Optimize Portfolios using the Markowitz Model
Tidy Finance Webinar Series
Historical context & significance
Harry Markowitz pioneered modern portfolio theory
1952: influential paper on theory of portfolio selection (cited over 63,000 times)
1990: Sveriges Riksbank Prize in Economic Sciences (with M. Miller & W. Sharpe)
What is modern portfolio theory ?
How to optimally allocate wealth across assets with different characteristics, e.g. returns, risks, correlations?
Individual asset risks & their correlations matter
Trade-off between expected returns & risk
Mean-variance analysis as a key tool
Foundation for portfolio & risk management
Maximize expected returns …
Expected return
The profit you anticipate from an investment
\(\mu_i\) represents the expected return of asset \(i\)
Example: expect a 10% return from Apple over next 12 months
… while minimizing risks
Risk
Returns are volatile
More volatility \(\rightarrow\) more risk
\(\sigma_i\) represents the volatility of asset \(i\)
Example: Apple’s stock might move \(\pm15\) % over next year
Markowitz: correlations across assets also matter!
The power of diversification in reducing risk
Fruit basket analogy
If all you have are apples & they spoil, you lose everything
With a variety, some fruits may spoil, but others will stay fresh
Diversification in investment
Spread investments across assets to reduce overall risk
Diversify across stocks, bonds, real estate, commodities, etc.
Outline of this webinar
Estimate expected returns
Estimate the variance-covariance matrix
Calculate portfolio returns & volatility
Calculate the minium variance portfolio
Calculate the efficient frontier
Expected returns based on sample average returns
Sum past returns & divide by number of periods:
\(\hat{\mu}_i = \frac{1}{T} \sum_{t=1}^{T} r_{it}\)

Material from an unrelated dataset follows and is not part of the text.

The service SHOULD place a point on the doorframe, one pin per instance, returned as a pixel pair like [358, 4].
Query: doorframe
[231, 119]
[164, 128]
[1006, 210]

\(r_{it}\) is return in period \(t\) and \(T\) is number of periods
Example:
Historical returns for \(i\) over 5 years: 8%, 10%, 6%, 12%, 9%
\(\hat{\mu}_i = (8\% + 10\% + 6\% + 12\% + 9\%) / 5 = 9\%\)
Assumption: past performance is indicative of future
Download daily stock prices
library (tidyverse)
library (tidyfinance)
symbols <- download_data (
type = "constituents" ,
index = "Dow Jones Industrial Average"
)
prices_daily <- download_data (
type = "stock_prices" , symbol = symbols$ symbol,
start_date = "2019-08-01" , end_date = "2024-07-31"
) |>
select (symbol, date, price = adjusted_close)
# A tibble: 37,710 × 3
symbol date price
<chr> <date> <dbl>
1 UNH 2019-08-01 231.
2 UNH 2019-08-02 232.
3 UNH 2019-08-05 227.
4 UNH 2019-08-06 230.
5 UNH 2019-08-07 229.
6 UNH 2019-08-08 230.
7 UNH 2019-08-09 231.
8 UNH 2019-08-12 226.
9 UNH 2019-08-13 231.
10 UNH 2019-08-14 226.
# ℹ 37,700 more rows
Calculate daily returns
returns_daily <- prices_daily |>
group_by (symbol) |>
mutate (ret = price / lag (price) - 1 ) |>
ungroup () |>
select (symbol, date, ret) |>
drop_na (ret) |>
arrange (symbol, date)
# A tibble: 37,680 × 3
symbol date ret
<chr> <date> <dbl>
1 AAPL 2019-08-02 -0.0212
2 AAPL 2019-08-05 -0.0523
3 AAPL 2019-08-06 0.0189
4 AAPL 2019-08-07 0.0104
5 AAPL 2019-08-08 0.0221
6 AAPL 2019-08-09 -0.00824
7 AAPL 2019-08-12 -0.00254
8 AAPL 2019-08-13 0.0423
9 AAPL 2019-08-14 -0.0298
10 AAPL 2019-08-15 -0.00498
# ℹ 37,670 more rows
Calculate average returns
assets <- returns_daily |>
group_by (symbol) |>
summarize (mu = mean (ret))
fig_mu <- assets |>
ggplot (aes (x = mu, y = fct_reorder (symbol, mu),
fill = mu > 0 )) +
geom_col () +
scale_x_continuous (labels = scales:: percent) +
labs (x = NULL , y = NULL , fill = NULL ,
title = "Average daily returns of DOW index constituents" )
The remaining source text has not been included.